İstanbul 11. Ağır Ceza Mahkemesi'ndeki duruşmaya, haklarında yakalama kararı bulunan firari 26 sanık katılmadı.
İstanbul Barosu tarafından görevlendirilen bazı avukatların sanıkları temsil ettiği duruşmada, Kaşıkçı'nın nişanlısı müşteki Hatice Cengiz ile avukatı da hazır bulundu.
Duruşmada kararını açıklayan mahkeme heyeti, dosya hakkında durma kararı verilerek, yargılamanın Suudi Arabistan adli makamlarına devrini kararlaştırdı.
Suudi gazeteci, köşe yazarı, yazar, eski genel müdür ve el-Arab News Channel'ın önceki genel yayın yönetmeni Cemal Ahmed Kaşıkçı, 18 Eylül 2017'de Suudi Arabistan'dan kaçtı ve düzenli olarak ülkesi Suudi Arabistan ve Muhammed bin Selman hakkında eleştirel yazılar yayınladı. 2 Ekim 2018'de, evlilik amacıyla gerekli belgeleri almak için İstanbul'daki Suudi Arabistan Başkonsolosluğu’na girdiği belirlenen Kaşıkçı'dan bir daha haber alınamadı. Dışarıda Kaşıkçı'yı bekleyen nişanlısı Hatice Cengiz, konsolosluk kapısının kapanmasından sonra polise Cemal Kaşıkçı'nın kaybolduğu yönünde şikayette bulundu.
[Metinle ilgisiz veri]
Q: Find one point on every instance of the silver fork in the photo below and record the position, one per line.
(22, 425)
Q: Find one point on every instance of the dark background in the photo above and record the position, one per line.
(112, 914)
3 Ekim 2018'de Suudi yetkililer, Kaşıkçı'nın konsolosluktan çıktığını söylemesine rağmen Türk yetkililer Kaşıkçı'nın içeride bulunduğunu ve hala kayıp olduğunu ifade etti. Yetkililerin Cemal Kaşıkçı'nın konsolosluktan çıktığına dair kamera kaydı görüntülerini talep etmelerinden sonra Suudi makamları Reuters'a, kamera kayıtlarının çalışmadığını ifade etti.
Cemal Kaşıkçı'nın Suudi Arabistan'dan gelen 15 kişilik bir infaz timi tarafından öldürülmesi hafızalardaki tazeliğini koruyor. Riyad yönetimi önce inkar yolunu seçti. Ancak Türkiye'nin ortaya koyduğu deliller ve yürüttüğü etkin diplomasi işe yaradı. 18 gün sonra cinayeti itiraf etmek zorunda kaldı.
Suudi Arabistan, olaya karışanların Türkiye'de yargılanmasına yönelik taleplere olumsuz yanıt verdi. Basına kapalı, şeffaflıktan uzak bir yargılama süreci başlattı. Ancak olayda sorumluluğu olduğu düşünülen üst düzey isimlere dokunulmadı.